Le concept de transition tel qu’il est entendu dans le réseau Transition Network16 - issu des Transitions Towns initiées par Rob Hopkins - paraît particulièrement pertinent dans le cadre de cette étude : les citoyens y sont perçus comme des acteurs légitimes de la transition, et l’action locale est privilégiée (Transition Network, 2016 ; Audet, 2015 ; Semal, 2012).

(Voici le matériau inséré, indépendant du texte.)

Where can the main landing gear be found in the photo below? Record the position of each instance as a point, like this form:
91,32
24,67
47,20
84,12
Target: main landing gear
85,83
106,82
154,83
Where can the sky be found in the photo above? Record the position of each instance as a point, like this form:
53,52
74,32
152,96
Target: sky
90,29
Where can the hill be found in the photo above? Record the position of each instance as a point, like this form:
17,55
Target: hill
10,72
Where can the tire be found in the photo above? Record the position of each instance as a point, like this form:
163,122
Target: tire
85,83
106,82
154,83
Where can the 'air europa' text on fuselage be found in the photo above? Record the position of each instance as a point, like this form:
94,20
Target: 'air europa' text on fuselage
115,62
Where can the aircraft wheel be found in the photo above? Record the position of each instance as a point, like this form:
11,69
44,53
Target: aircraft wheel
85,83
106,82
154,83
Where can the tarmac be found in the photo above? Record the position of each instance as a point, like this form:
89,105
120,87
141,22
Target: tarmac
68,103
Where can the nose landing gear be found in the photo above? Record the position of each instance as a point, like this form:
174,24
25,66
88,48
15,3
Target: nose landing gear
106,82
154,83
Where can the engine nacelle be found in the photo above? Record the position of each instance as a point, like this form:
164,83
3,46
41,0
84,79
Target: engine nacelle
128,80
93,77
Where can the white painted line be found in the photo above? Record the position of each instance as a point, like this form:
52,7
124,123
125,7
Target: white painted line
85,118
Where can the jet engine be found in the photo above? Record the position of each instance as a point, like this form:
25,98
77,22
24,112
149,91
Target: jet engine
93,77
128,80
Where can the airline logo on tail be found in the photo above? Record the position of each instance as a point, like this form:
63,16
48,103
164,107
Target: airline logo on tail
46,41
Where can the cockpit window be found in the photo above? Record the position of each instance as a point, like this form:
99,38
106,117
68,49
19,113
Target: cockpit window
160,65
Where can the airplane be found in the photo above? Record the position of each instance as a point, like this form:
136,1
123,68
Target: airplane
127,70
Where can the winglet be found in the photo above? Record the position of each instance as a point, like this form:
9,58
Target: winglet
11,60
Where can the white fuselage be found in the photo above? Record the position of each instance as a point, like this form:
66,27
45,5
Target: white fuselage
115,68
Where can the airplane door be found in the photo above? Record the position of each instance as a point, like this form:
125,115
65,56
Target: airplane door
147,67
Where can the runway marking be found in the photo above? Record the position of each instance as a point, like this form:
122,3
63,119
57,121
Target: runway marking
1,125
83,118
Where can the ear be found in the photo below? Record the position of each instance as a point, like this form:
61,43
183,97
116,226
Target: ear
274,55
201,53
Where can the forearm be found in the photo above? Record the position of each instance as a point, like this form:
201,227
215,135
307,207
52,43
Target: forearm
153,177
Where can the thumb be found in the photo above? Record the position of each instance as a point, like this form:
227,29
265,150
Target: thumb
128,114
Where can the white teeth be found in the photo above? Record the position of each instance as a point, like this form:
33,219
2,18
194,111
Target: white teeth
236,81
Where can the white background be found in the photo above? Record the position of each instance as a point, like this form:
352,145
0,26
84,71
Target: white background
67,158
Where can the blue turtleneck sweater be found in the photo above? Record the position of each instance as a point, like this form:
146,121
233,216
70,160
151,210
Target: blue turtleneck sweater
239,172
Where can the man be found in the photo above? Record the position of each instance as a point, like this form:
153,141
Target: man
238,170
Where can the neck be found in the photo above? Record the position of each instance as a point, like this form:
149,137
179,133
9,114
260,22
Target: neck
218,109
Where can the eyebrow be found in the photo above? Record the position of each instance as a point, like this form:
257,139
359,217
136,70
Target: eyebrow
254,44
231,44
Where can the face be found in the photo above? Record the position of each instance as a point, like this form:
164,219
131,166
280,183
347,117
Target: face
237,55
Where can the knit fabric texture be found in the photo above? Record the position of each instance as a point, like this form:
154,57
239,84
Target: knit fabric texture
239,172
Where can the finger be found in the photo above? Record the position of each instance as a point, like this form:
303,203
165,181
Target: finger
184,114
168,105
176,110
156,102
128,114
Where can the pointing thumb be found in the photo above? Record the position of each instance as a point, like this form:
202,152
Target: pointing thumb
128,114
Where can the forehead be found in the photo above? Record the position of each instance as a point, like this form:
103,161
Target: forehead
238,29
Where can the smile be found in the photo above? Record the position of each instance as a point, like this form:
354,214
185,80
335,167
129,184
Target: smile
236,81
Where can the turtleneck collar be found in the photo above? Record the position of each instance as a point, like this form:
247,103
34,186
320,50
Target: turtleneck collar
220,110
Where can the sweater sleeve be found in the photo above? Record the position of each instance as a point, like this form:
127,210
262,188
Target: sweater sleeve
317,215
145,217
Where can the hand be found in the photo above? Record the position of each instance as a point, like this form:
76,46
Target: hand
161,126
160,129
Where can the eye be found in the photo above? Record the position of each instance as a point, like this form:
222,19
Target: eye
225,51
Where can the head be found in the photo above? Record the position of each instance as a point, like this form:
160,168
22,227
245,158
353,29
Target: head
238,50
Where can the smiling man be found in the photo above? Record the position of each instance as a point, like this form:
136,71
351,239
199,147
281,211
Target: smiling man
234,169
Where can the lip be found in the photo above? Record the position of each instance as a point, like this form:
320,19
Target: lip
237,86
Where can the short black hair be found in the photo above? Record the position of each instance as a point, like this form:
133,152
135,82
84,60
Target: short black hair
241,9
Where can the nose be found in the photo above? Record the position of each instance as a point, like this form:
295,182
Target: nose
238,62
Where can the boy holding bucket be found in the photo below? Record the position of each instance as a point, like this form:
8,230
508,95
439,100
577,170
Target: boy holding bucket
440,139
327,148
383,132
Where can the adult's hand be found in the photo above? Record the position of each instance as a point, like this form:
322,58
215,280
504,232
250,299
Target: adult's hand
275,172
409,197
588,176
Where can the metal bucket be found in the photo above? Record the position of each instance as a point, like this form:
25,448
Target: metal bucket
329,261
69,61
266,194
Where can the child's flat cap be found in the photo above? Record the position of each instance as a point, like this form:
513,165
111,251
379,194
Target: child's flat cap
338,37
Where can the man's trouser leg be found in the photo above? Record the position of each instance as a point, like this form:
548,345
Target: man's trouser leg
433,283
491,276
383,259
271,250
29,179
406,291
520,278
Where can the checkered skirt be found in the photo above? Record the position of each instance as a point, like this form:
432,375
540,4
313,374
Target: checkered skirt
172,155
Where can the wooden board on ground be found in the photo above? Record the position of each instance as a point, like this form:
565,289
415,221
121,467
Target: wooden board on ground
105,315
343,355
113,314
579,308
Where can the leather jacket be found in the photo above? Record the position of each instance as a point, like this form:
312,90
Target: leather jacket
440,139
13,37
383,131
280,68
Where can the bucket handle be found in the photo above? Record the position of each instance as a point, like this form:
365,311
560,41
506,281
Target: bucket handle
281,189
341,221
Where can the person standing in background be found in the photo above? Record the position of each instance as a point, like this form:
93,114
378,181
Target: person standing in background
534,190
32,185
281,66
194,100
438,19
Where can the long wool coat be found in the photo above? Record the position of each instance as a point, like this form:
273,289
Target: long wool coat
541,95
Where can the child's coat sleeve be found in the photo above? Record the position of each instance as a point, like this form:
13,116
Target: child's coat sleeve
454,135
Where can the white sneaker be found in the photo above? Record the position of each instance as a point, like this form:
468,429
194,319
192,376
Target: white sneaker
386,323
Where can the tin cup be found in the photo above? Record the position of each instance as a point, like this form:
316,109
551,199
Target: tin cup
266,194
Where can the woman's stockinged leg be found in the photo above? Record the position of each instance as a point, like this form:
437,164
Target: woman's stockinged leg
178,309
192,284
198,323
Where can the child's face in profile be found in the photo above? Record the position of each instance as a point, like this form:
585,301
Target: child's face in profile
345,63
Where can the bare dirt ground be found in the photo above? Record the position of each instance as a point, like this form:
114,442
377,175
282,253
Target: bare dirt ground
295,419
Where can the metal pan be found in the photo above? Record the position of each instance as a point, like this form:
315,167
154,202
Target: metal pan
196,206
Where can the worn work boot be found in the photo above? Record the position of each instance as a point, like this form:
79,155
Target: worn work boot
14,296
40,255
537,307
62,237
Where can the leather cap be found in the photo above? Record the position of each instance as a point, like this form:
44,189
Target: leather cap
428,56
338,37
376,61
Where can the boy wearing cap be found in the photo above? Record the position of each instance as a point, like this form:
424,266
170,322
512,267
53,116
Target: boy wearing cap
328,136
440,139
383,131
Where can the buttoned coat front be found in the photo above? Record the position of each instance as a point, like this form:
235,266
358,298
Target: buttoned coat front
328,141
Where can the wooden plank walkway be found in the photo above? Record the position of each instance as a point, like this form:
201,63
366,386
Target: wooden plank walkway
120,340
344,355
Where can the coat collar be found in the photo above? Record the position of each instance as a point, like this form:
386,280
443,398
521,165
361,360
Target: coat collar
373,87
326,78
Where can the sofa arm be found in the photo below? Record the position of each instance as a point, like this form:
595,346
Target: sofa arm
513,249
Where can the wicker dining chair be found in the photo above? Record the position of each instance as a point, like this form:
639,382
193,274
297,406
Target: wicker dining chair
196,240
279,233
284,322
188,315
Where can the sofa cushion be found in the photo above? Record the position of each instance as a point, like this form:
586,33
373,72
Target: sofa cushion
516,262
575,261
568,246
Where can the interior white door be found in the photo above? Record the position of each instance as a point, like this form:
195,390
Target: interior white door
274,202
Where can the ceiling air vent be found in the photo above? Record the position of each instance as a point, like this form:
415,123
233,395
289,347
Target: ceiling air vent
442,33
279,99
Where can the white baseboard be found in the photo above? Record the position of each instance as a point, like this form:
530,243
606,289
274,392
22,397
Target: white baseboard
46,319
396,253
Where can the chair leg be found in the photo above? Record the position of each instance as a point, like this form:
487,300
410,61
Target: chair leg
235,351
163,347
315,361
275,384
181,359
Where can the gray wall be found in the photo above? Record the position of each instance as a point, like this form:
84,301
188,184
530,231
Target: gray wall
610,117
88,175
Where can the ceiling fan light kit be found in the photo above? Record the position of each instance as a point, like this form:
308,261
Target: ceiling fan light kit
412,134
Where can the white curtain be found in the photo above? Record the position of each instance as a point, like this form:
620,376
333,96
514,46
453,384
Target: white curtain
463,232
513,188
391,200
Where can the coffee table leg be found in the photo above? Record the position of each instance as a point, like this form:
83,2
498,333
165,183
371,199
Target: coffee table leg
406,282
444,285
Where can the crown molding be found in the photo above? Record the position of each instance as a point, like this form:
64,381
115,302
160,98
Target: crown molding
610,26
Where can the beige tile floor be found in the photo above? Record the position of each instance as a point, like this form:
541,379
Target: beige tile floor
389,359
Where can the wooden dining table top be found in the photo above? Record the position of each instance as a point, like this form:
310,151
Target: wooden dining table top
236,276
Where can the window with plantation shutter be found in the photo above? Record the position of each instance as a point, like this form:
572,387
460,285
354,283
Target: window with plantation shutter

De plus, la conscience du changement climatique, mais également du pic pétrolier à venir, est vue non pas comme une raison à l'immobilisme (au prétexte que toute action serait inutile car nécessairement insuffisante), mais plutôt comme un moteur à l’engagement, dès à présent, pour construire et expérimenter localement des formes de résilience désirables anticipant ces crises (Semal, 2012).

Les concepts d’effondrement, théorisés par la collapsologie ou/et le catastrophisme ne peuvent aujourd’hui plus être vus seulement comme des crises à éviter, mais doivent avant tout être considérés comme le

contexte des actions (Semal, 2017).

Pour conclure, la transition peut être vue à la fois comme la valeur qui sous-tend l’engagement, mais également une forme d’engagement en elle-même.

La transition, dont les citoyens sont les acteurs principaux, en se déclinant en formes multiples d’action, non reproductibles et nécessairement territorialisées, de par la mise en réseau qui en résulte et son fonctionnement en mode projet, est bien une forme d’engagement-recherche au sens entendu par Miguel Bensayag et Angélique Del Rey (2017).

B.

Retour de l’étude : Qui sont les acteurs ?

Pour appréhender les acteurs, “la principale méthodologie utile est celle qui privilégie l’analyse du discours

avec enquêtes par entretiens dont les objectifs sont de percevoir les relations qui se sont tissées au cours du temps entre les différents acteurs et les territoires” (Gumuchian et al., 2003). La méthode choisie a été celle

des entretiens semi-directifs, et plus précisément des entretiens compréhensifs telle que proposée et détaillée par Jean-Claude Kaufmann (2016). Les personnes rencontrées ont alors été choisies en fonction de leur implication territoriale plutôt que par souci d’obtenir un échantillon “représentatif”, qui a finalement peu de sens dans une enquête qualitative.

La transformation territoriale étant au cœur de la recherche, j’ai décidé de rencontrer des habitants qui se sont installés à différentes périodes dans les Bauges, ainsi que des personnes nées sur place – qui s’inscrivent dans une temporalité encore différente. Ensuite, pour être habitant-acteur, il faut bien agir d’une manière ou d’une autre sur le territoire: c’est alors diverses formes d’engagement qui ont été recherchées. Deux portes d’entrée de l’action territoriale ont été choisies : l’engagement associatif, et le fait de travailler sur place, en particulier lorsque le travail avait un lien fort au territoire et donc une éventuelle influence sur ce dernier. Enfin, puisque la question des valeurs des acteurs est posée, les personnes rencontrées devaient sembler avoir une certaine conscience du changement climatique à l’œuvre et paraître s’engager dans une ou des démarches de “transition”, sociale ou/et environnementale. Ce dernier critère était particulièrement important pour les personnes installées plus récemment sur le territoire, car cette valeur de “transition” est plutôt récente.

Pour rester en cohérence avec les caractéristiques des “acteurs pluriels” précédemment décrits, il est apparu nécessaire de conserver les noms et prénoms des personnes, car leur discours est nécessairement situé : il prend son sens en fonction de qui parle et d’où il parle. Les citations ne sont donc pas anonymisées (sauf dans certains cas particuliers à la demande des personnes concernées).